A winter’s evening at my ancestral home in the village.
My cousins and I have formed a circle around the bonfire, some sitting on chairs, a few on low stools and one squatting on the ground, poking the fire. The atmosphere is convivial – my sister toasts marshmallows and the kids line up from time to time to collect their share, before scampering off again to play. The grown ups discuss their jobs, their lives and gossip about other relatives who are not present.
As I stare into the fire, and listen to the pleasant hum of voices, an image floats up from the past — of another evening, many winters ago, when we were little kids ourselves, sitting around a bonfire just like now, the smell of smoked pork in the air and the pitch blackness around us which the flames did little to dispel.

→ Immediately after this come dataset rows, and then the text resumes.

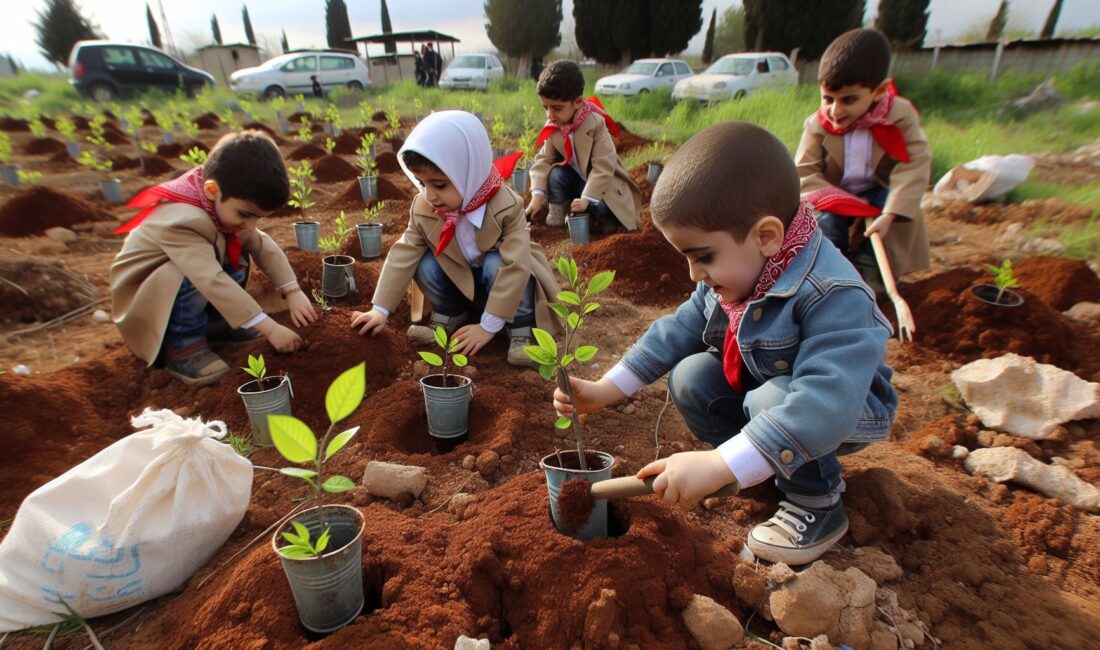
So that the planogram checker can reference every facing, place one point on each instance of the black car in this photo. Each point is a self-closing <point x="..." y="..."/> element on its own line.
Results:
<point x="103" y="69"/>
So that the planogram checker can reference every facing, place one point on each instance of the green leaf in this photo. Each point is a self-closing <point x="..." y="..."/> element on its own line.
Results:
<point x="585" y="352"/>
<point x="570" y="298"/>
<point x="339" y="441"/>
<point x="345" y="393"/>
<point x="293" y="438"/>
<point x="337" y="484"/>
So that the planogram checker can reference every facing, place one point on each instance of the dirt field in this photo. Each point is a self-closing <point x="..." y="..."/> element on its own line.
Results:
<point x="983" y="565"/>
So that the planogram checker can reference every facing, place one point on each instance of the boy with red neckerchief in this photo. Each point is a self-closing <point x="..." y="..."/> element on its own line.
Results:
<point x="865" y="155"/>
<point x="178" y="281"/>
<point x="576" y="168"/>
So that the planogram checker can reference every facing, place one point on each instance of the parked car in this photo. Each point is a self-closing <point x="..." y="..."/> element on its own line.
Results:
<point x="289" y="74"/>
<point x="645" y="75"/>
<point x="736" y="75"/>
<point x="471" y="70"/>
<point x="105" y="69"/>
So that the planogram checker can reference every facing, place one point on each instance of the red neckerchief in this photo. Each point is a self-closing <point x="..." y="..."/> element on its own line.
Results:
<point x="186" y="189"/>
<point x="590" y="105"/>
<point x="492" y="185"/>
<point x="798" y="235"/>
<point x="886" y="132"/>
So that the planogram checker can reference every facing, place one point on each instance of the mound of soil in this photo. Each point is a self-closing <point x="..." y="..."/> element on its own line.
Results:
<point x="44" y="146"/>
<point x="306" y="151"/>
<point x="332" y="168"/>
<point x="51" y="290"/>
<point x="39" y="208"/>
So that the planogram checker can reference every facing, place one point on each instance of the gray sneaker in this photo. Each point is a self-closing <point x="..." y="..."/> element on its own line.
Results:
<point x="796" y="535"/>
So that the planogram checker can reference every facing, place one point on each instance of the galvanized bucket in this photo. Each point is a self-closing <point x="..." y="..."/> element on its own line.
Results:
<point x="448" y="408"/>
<point x="337" y="276"/>
<point x="596" y="526"/>
<point x="265" y="401"/>
<point x="307" y="233"/>
<point x="328" y="590"/>
<point x="370" y="240"/>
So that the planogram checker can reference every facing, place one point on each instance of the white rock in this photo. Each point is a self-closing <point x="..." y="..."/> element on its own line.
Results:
<point x="393" y="480"/>
<point x="713" y="626"/>
<point x="1008" y="463"/>
<point x="1020" y="396"/>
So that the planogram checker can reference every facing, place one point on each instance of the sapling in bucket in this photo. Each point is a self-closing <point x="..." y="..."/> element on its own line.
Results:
<point x="573" y="305"/>
<point x="447" y="397"/>
<point x="321" y="549"/>
<point x="264" y="396"/>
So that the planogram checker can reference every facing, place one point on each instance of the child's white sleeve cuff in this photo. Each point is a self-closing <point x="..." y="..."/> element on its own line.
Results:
<point x="625" y="379"/>
<point x="748" y="465"/>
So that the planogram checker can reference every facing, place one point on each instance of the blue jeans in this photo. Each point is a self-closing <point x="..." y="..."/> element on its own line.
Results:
<point x="191" y="311"/>
<point x="715" y="412"/>
<point x="447" y="299"/>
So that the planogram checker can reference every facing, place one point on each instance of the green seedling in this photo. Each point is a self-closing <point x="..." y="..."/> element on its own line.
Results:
<point x="448" y="345"/>
<point x="1002" y="277"/>
<point x="572" y="306"/>
<point x="297" y="443"/>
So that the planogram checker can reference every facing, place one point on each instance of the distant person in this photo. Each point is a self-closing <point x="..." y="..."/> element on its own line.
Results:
<point x="864" y="154"/>
<point x="178" y="282"/>
<point x="578" y="132"/>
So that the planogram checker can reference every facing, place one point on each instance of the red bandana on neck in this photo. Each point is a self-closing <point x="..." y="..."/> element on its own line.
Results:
<point x="798" y="235"/>
<point x="590" y="105"/>
<point x="886" y="132"/>
<point x="186" y="189"/>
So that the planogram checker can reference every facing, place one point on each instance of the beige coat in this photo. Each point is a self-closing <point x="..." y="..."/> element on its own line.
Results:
<point x="607" y="179"/>
<point x="504" y="229"/>
<point x="178" y="241"/>
<point x="821" y="164"/>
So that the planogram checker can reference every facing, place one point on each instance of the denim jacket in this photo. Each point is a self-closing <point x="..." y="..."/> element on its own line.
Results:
<point x="820" y="324"/>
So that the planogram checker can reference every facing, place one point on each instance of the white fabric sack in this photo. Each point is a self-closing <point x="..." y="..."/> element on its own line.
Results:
<point x="130" y="524"/>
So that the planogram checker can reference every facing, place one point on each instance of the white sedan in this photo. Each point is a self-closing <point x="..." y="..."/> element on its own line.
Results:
<point x="735" y="76"/>
<point x="645" y="75"/>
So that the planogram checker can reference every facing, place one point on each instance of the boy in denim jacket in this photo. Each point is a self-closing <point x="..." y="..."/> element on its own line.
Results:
<point x="777" y="359"/>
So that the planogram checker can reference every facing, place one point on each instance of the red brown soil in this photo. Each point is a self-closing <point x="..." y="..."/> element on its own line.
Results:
<point x="306" y="151"/>
<point x="1058" y="282"/>
<point x="332" y="168"/>
<point x="39" y="208"/>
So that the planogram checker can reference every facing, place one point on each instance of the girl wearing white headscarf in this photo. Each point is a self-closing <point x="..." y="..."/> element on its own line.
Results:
<point x="468" y="244"/>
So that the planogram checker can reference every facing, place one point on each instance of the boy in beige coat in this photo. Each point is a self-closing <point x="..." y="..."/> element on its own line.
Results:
<point x="576" y="168"/>
<point x="178" y="281"/>
<point x="864" y="154"/>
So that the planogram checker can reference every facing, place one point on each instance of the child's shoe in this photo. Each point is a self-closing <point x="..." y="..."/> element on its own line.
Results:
<point x="426" y="334"/>
<point x="518" y="338"/>
<point x="556" y="216"/>
<point x="796" y="535"/>
<point x="194" y="363"/>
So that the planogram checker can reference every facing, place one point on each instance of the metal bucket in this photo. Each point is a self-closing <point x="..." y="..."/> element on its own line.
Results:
<point x="337" y="277"/>
<point x="307" y="233"/>
<point x="328" y="590"/>
<point x="261" y="404"/>
<point x="578" y="228"/>
<point x="370" y="240"/>
<point x="448" y="408"/>
<point x="596" y="526"/>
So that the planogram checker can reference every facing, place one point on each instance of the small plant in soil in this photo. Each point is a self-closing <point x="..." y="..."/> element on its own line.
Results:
<point x="572" y="306"/>
<point x="448" y="345"/>
<point x="297" y="443"/>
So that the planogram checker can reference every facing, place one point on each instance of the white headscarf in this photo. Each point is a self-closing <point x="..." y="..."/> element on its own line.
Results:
<point x="458" y="144"/>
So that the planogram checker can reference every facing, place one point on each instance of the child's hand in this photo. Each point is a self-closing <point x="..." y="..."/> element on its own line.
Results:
<point x="370" y="320"/>
<point x="683" y="478"/>
<point x="471" y="339"/>
<point x="301" y="308"/>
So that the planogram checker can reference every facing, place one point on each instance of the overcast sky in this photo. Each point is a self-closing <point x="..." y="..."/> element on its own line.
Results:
<point x="304" y="21"/>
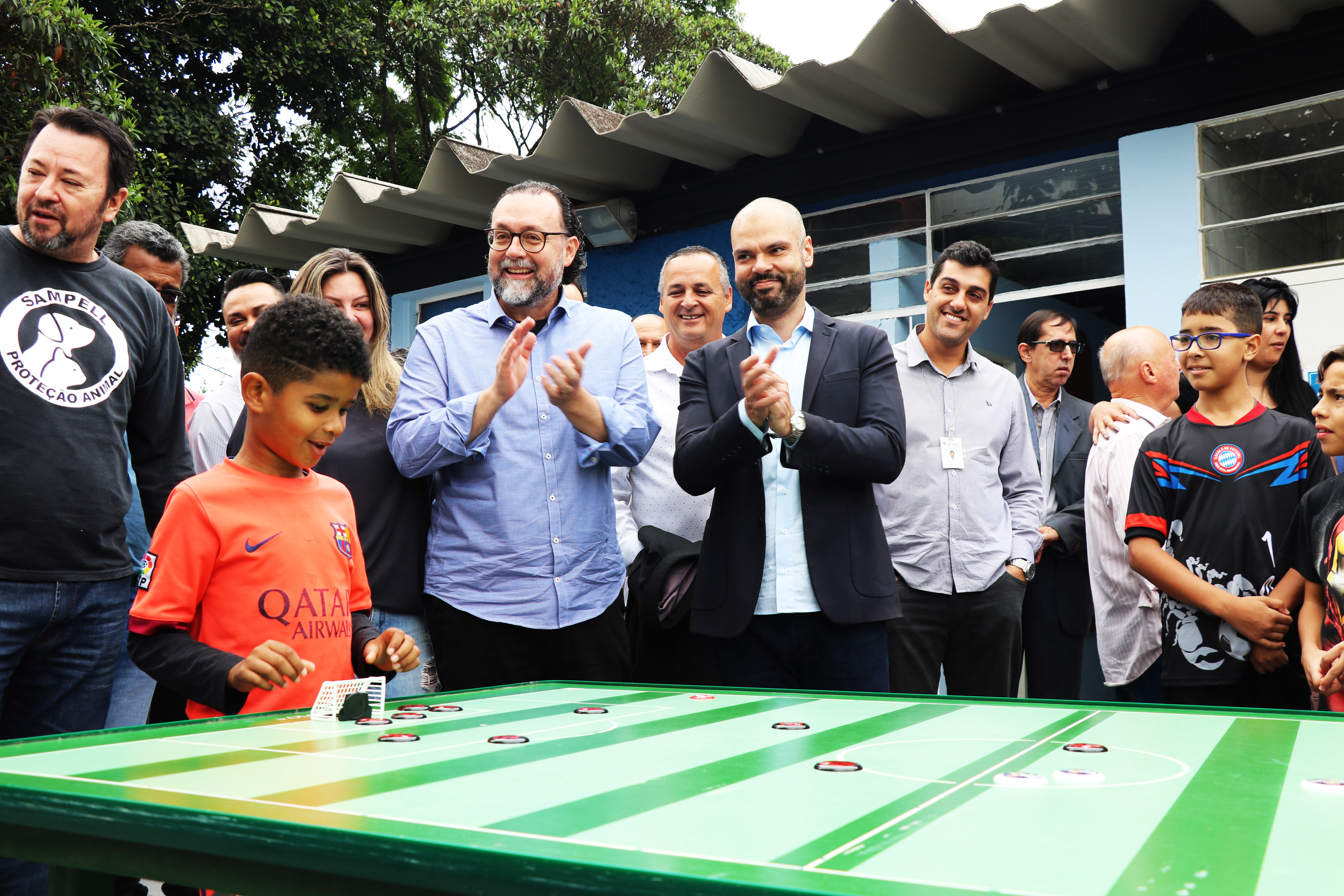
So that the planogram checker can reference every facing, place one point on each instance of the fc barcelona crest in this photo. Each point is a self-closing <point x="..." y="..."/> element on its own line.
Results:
<point x="343" y="542"/>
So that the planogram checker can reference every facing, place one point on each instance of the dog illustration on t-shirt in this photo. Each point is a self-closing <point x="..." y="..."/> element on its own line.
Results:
<point x="50" y="357"/>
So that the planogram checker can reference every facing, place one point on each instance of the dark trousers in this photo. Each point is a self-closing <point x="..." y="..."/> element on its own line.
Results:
<point x="1146" y="688"/>
<point x="975" y="636"/>
<point x="478" y="653"/>
<point x="1053" y="629"/>
<point x="806" y="651"/>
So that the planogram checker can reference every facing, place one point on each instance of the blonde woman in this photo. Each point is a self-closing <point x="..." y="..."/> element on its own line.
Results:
<point x="390" y="511"/>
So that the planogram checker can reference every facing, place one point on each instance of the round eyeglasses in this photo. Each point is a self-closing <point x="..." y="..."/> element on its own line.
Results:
<point x="1208" y="342"/>
<point x="532" y="241"/>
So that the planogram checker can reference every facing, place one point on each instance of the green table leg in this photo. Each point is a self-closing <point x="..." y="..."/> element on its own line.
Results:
<point x="76" y="882"/>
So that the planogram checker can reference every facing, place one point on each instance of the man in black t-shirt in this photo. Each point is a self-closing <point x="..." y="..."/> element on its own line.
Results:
<point x="1209" y="511"/>
<point x="92" y="367"/>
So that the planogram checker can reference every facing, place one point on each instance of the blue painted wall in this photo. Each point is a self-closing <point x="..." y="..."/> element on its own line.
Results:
<point x="1161" y="215"/>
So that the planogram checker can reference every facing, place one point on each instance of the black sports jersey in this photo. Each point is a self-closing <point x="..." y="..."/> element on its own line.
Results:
<point x="1221" y="500"/>
<point x="1316" y="550"/>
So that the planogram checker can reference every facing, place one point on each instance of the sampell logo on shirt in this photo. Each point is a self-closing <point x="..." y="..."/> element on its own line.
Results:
<point x="1228" y="459"/>
<point x="343" y="539"/>
<point x="62" y="347"/>
<point x="251" y="547"/>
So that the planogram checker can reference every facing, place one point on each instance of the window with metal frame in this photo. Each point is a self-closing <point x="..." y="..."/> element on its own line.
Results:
<point x="1054" y="230"/>
<point x="1272" y="189"/>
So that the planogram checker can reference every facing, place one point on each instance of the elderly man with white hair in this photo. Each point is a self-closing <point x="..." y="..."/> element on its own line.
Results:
<point x="1142" y="374"/>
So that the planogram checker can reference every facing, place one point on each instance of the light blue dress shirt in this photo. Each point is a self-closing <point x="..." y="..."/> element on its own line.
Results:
<point x="786" y="582"/>
<point x="523" y="526"/>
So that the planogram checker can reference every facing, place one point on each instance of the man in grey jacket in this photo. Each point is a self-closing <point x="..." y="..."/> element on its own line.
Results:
<point x="1058" y="606"/>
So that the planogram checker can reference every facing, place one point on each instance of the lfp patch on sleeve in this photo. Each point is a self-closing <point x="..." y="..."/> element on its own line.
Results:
<point x="147" y="571"/>
<point x="342" y="534"/>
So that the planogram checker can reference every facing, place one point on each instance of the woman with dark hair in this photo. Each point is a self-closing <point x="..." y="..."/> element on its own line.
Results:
<point x="1275" y="374"/>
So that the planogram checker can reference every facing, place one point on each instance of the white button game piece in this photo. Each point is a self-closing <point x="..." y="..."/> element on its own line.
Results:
<point x="1323" y="786"/>
<point x="1019" y="780"/>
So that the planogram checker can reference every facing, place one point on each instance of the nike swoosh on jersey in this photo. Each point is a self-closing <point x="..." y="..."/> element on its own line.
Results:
<point x="252" y="547"/>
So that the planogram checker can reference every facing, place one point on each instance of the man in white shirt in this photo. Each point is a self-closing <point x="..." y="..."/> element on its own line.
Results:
<point x="245" y="296"/>
<point x="694" y="297"/>
<point x="1142" y="373"/>
<point x="696" y="293"/>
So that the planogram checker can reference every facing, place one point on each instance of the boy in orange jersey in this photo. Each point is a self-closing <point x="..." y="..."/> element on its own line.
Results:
<point x="253" y="593"/>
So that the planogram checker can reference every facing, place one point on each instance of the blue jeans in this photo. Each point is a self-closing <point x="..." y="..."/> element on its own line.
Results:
<point x="407" y="684"/>
<point x="58" y="651"/>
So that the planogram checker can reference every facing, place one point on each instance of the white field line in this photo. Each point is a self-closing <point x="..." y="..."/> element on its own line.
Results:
<point x="900" y="819"/>
<point x="550" y="839"/>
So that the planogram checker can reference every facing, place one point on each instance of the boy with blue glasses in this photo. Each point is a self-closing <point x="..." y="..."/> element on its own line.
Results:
<point x="1213" y="496"/>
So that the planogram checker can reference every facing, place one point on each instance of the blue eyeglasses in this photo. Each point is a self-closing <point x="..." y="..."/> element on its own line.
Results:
<point x="1208" y="342"/>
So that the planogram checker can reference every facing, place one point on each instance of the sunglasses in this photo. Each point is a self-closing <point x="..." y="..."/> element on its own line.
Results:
<point x="1058" y="346"/>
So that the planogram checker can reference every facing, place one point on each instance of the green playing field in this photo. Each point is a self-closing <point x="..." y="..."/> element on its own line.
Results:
<point x="678" y="793"/>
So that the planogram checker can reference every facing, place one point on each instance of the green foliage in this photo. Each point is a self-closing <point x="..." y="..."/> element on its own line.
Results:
<point x="260" y="101"/>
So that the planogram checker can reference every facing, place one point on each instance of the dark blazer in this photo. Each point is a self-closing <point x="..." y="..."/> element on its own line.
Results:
<point x="1069" y="555"/>
<point x="855" y="437"/>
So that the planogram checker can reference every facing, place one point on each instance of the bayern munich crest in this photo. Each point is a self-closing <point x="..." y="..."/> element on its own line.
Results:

We sit in rapt attention, the fire dancing in our eyes, as our grandfather recounts tales of horror — of ghosts that paid visits to our village from time to time, particularly on dark nights such as this. We huddle closer together and clutch our blankets tighter, horrified and thrilled at the same time.
A servant walks by with a kerosene lamp that casts ominous shadows. Is that a banana tree in the distance, or a woman waiting in the dark for her dead lover, her head covered with one end of her sari? Hard to tell. The wind makes eerie noises as it whistles through the bamboo.
‘Dinner’s ready!’ – a voice calls out to us, bringing me back to the present. Any ghosts there were, have surely all disappeared in the harsh glare of electric bulbs and the noise of TV.
As we step away from the dying embers and make towards the house, I flash my torch at a banana tree in the distance, just to be sure it is not a lady, standing with her head covered, waiting for her dead lover, just like that evening many winters ago.
This post is the eighth in a series of 26 posts that I am writing throughout the month of April as part of the A to Z challenge 2016.